En cuanto a los personajes, Alicia y Fran son expareja y tienen que aprender a convivir como amigos en la segunda novela, Londres te espera. ¿Cómo definirías esa relación?

Es una relación que está muy afectada por las circunstancias. Es de esas relaciones que no funcionan en algún momento por determinadas circunstancias, pero en otro pueden funcionar muy bien. Además, él no sabe expresar muy bien sus sentimientos. Ella, por su parte, no sabe controlarse. Por lo tanto, los dos van a tener que aprender a lidiar con ese carácter. A lo mejor, a priori, una historia de pareja no funciona de una forma, pero puede funcionar de otra. Ellos son los que más evolucionan a lo largo de toda la novela, y a medida que van bajando su nivel de intensidad, van ganando en la relación.

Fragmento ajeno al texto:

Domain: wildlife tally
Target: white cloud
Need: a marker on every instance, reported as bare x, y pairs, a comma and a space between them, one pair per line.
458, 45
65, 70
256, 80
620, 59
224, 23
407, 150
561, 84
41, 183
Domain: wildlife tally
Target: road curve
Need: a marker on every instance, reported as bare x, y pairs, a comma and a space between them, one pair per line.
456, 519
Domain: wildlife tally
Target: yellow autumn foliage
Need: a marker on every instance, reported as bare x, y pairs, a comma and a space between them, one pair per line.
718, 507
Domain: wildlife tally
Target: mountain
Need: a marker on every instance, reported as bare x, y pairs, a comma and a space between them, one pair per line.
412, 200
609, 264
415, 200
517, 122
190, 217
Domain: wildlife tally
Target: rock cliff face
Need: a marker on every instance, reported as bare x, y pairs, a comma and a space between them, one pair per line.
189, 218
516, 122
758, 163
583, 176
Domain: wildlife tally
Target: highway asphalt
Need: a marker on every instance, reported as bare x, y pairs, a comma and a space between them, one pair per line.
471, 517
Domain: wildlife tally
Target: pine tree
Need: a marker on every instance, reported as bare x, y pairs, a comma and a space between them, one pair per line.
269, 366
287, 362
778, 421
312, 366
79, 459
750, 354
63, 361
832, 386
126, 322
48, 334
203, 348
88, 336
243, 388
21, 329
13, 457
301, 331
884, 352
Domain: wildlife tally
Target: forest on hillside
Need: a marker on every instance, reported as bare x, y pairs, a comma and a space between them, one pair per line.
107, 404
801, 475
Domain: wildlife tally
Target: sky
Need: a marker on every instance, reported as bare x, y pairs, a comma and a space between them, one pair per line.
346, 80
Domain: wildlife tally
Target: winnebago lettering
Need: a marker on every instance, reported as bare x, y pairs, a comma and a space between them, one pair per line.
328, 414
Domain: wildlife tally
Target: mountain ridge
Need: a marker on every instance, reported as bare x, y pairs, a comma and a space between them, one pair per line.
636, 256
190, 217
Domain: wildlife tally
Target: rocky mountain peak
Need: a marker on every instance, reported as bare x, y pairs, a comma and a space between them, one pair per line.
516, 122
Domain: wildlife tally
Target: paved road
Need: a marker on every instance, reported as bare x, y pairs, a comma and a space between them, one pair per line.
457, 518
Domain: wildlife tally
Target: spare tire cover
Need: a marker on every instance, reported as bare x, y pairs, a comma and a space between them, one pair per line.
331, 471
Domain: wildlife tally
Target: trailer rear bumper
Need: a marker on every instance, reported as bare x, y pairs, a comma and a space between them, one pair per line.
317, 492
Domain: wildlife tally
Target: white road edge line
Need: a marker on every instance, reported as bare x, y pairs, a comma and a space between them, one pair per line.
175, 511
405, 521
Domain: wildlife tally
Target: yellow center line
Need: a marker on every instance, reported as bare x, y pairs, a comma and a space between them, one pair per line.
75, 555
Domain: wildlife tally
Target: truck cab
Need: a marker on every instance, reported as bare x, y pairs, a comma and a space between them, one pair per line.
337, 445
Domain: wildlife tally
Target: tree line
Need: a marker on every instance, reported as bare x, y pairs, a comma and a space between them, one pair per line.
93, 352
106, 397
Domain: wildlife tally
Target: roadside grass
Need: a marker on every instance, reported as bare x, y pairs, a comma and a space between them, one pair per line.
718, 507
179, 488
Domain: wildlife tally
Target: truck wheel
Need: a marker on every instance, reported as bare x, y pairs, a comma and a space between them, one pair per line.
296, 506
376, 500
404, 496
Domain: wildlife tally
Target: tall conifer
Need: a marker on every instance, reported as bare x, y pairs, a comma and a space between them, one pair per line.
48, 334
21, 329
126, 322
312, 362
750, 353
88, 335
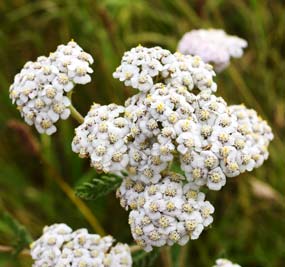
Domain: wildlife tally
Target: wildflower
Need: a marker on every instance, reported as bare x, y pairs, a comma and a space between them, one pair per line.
213, 46
59, 246
39, 90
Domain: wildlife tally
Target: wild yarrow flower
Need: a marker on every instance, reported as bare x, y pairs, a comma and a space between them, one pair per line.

Lola y Lucas conforman otra de las parejas de Santa Manuela. Ellos se van a casar, pero el novio guarda un gran secreto. ¿Esto está basado en algo real?

No, pero en alguna ocasión me he encontrado con alguna circunstancia parecida en mi entorno. No era una situación tan extrema, pero sí me he encontrado con gente que tenía que solucionar cosas antes de casarse.

En el último libro de la trilogía, Tienes una cita, ocurre algo entre Alicia y Fran que hace que el grupo se posicione a favor de uno o de otro. ¿Es este el reflejo de un grupo de amigos de toda la vida?

Yo he estudiado en Salamanca, y allí siempre decíamos que nadie quería compartir piso con una pareja: cuando están de buenas, están para ellos y ya está, pero cuando están de malas… ahí todo el mundo tiene que tomar parte por uno o por otro. Aquí es exactamente igual. Cuando hay una pareja así en un grupo es un poco complejo. Cuando están mal quieren tener a sus amigos de su parte, pero sus amigos son los mismos. Ahí está el problema.

En este último libro también hablas de Sofía, la periodista del grupo. ¿Ella tiene algún aspecto que esté basado en ti?

Ella tiene su agenda periodística que está basada en mí. De hecho, el arranque del libro es algo que me pasó a mí, pero no había aspecto amoroso. Lo que pasó fue que el medio de comunicación quiso proteger a una entrevista y no me dijo a quién iba a entrevistar. Me fueron teledirigiendo hasta que llegué a un hotel en el que me estaba esperando un político que tenía que hacer una declaración.

¿Te quieres dirigir a un público concreto con esta trilogía?

A cualquiera. La verdad es que me ha sorprendido mucho que lee romántica bastante más gente de lo que pensaba. El chick lit, por lo general, va dirigido a chicas, pero yo me he encontrado a muchos chicos, y ellos hacen planteamientos bastante ingeniosos que yo no había pensado. Al final, este es un género que trasciende el modo romántico, que te deja más poso que la simple historia de amor. Al final, va dirigida a más gente de la que parece: a cualquier persona que se quiera evadir, que se quiera divertir, que se haya enamorado en alguna ocasión… Cualquiera puede ser el lector idóneo.

Para finalizar, durante toda la trilogía le otorgas gran importancia al apoyo entre seres queridos. ¿Crees que este valor tiene aún más importancia en la época que estamos viviendo?

Sí. Ahora y siempre. Al final, lo que te queda es tu gente. Conoces a muchas personas, pero al final, los que están son los tuyos. Eso es lo importante. Hay que decirse las cosas, decirle al de al lado “te quiero”. Hay que valorar eso y estar para todo con los que están siempre.